Frances (Greta Gerwig) se via como uma grande bailarina, dançando nos palcos mais famosos do mundo. Perto de completar trinta anos, um divisor de águas definitivo para a fase adulta e uma idade na qual muita gente entra em crise, ela percebe que o futuro imaginado está mais distante do que ela gostaria: o término com o namorado, o afastamento da melhor amiga com quem ela dividia um apartamento e a instabilidade da companhia de dança da qual faz parte como bailarina substituta.

Enquanto a vida perfeita que tinha planejado para si parece afundar cada vez mais, Frances tenta manter a cabeça fora d’água e respirar. Passando de uma frustração a outra, a jovem de 27 anos vai aprendendo a lidar com os dissabores e com uma realidade que, por mais que queira, não pode evitar: a juventude, aos poucos, vai se esgotando e ela precisa assumir as responsabilidades da vida adulta.

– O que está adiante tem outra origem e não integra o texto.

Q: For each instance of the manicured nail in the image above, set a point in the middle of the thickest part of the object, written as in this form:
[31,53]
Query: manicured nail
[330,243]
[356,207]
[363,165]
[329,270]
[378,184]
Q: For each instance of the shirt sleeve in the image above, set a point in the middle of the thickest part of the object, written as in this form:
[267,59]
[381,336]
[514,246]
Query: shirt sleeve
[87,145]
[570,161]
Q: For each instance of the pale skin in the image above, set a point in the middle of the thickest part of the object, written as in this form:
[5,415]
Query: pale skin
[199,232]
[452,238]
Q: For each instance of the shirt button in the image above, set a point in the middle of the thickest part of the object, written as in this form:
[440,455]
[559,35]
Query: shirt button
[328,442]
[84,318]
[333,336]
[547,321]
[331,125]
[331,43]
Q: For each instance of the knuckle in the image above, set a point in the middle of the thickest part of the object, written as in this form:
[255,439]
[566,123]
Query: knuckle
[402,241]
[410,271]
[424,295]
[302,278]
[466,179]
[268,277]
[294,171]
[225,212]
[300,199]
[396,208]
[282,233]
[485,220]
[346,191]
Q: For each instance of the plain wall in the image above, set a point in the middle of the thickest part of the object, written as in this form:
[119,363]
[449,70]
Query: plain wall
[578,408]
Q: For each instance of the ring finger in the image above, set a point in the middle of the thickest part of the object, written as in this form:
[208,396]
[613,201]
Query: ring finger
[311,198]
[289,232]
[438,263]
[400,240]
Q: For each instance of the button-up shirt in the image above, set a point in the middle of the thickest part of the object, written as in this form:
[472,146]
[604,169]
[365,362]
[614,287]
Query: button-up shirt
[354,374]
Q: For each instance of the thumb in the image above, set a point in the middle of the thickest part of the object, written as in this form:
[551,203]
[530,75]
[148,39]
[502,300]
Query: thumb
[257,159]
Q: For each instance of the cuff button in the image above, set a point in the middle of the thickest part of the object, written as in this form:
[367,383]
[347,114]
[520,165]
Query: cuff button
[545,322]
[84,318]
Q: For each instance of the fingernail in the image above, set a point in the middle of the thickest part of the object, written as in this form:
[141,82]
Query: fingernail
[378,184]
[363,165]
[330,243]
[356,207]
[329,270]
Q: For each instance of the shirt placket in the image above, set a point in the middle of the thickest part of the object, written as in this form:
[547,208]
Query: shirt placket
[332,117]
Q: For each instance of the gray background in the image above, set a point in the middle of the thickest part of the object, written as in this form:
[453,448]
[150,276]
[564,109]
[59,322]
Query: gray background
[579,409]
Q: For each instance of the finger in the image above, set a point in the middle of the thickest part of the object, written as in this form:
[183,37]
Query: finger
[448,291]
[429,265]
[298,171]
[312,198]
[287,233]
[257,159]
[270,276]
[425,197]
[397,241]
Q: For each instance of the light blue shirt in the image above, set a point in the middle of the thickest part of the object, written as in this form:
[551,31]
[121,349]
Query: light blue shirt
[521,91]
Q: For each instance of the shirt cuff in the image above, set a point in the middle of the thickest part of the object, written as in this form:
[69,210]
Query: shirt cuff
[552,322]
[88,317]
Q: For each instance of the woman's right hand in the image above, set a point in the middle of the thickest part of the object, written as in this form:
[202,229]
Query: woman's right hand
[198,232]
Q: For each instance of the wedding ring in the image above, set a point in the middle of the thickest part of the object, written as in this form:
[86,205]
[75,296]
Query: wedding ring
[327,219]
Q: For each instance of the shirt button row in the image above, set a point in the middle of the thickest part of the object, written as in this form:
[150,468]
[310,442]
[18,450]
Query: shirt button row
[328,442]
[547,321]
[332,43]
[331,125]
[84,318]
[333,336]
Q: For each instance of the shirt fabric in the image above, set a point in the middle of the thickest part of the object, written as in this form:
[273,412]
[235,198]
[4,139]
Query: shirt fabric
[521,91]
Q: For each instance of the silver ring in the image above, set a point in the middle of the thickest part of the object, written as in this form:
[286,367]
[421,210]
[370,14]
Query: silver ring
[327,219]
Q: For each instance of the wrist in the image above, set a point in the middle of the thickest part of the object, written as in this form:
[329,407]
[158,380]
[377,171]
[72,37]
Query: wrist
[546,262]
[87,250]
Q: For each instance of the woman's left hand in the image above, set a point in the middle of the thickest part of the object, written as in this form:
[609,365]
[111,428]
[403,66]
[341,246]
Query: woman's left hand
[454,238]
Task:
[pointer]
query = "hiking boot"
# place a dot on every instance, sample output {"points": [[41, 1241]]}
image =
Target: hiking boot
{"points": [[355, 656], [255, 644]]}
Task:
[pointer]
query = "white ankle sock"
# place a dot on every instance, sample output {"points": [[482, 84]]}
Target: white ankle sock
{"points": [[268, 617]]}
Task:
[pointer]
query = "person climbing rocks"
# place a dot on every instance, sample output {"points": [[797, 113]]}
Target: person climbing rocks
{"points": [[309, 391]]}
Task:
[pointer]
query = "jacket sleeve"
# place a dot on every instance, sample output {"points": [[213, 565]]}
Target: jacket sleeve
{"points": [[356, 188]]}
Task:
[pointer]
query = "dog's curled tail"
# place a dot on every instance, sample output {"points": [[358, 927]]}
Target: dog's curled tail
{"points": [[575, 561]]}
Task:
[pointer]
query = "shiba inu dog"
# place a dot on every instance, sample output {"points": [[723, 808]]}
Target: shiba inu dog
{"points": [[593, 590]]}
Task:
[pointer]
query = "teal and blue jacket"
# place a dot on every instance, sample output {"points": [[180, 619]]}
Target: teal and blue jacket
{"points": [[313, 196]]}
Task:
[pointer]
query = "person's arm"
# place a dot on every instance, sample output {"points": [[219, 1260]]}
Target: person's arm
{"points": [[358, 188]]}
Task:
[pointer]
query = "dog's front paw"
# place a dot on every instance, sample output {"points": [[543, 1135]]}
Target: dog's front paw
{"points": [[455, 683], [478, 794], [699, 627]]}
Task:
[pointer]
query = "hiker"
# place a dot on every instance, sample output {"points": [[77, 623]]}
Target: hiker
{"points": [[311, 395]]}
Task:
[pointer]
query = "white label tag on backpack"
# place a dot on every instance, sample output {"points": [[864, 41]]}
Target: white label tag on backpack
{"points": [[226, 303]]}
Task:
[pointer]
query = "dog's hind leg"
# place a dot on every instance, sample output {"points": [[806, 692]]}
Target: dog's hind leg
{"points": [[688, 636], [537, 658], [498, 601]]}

Não se deixe enganar pela sinopse pessimista e pela fotografia em preto e branco que torna ainda mais melancólico o filme de Noah Baumbach (dos ótimos ‘A lula e a baleia’ e ‘História de um casamento‘) lançado em 2012 e disponível no catálogo da Netflix. O roteiro – escrito pelo próprio Noah em parceria com a protagonista, a atriz e hoje diretora Greta Gerwig – oferece momentos bastante singelos. Calcado em uma personagem muito bem construída, com a qual os espectadores se identificam logo de cara, ‘Frances Ha’ retrata com humor e doçura a vida de uma pessoa que é absolutamente comum, mas, nem por isso, menos interessante.

Foto: divulgação

‘Nem que a vaca tussa’

O início dos anos 2000 foi bem difícil para a Disney, em que o estúdio enfrentou a concorrência pesada da Pixar, que lançou animações como ‘Monstros S.A.’ (2001), ‘Os incríveis’ (2004) e ‘Carros’ (2006), obras com roteiro e estética muito mais interessantes que ‘A nova onda do imperador’ (2000), ‘Atlantis: o reino perdido’ (2001) e ‘Leitão: o filme’ (2003), da Disney. A única exceção é ‘Lilo & Stitch’ (2002). Até que, em 2006, a Disney comprou a Pixar e recuperou a qualidade com ‘Ratatouille’ (2007), ‘Wall-e’ (2008) e ‘Up: altas aventuras’ (2009).

Foi no período de vacas magras (com trocadilho, por favor) que a Disney lançou, em 2004, ‘Nem que a vaca tussa’ (‘Home on the range’, no original). Escrito e dirigido por Will Finn e John Sanford, o filme conta o périplo de três vacas – Maggie, Grace e senhora Caloway – para salvar a fazenda onde vivem de ir a leilão por causa das dívidas acumuladas. Para isso, elas vão precisar capturar um bandido perigoso, Alameda Slim. Ele é capaz de hipnotizar o gado para roubar o rebanho, revendê-lo e, depois, comprar as fazendas cuja falência ele mesmo provocou.

Com orçamento de US$ 110 milhões, a animação fez pouco mais de US$ 145 milhões em bilheteria no mundo todo, cifra que cobre os custos de produção, mas que está bem aquém das expectativas. Não é por acaso. O roteiro é extremamente previsível e nem mesmo a trilha sonora – uma das especialidades da Disney – escapa do óbvio. Os números musicais inseridos na trama são decepcionantes e não há canção capaz de grudar na memória do espectador.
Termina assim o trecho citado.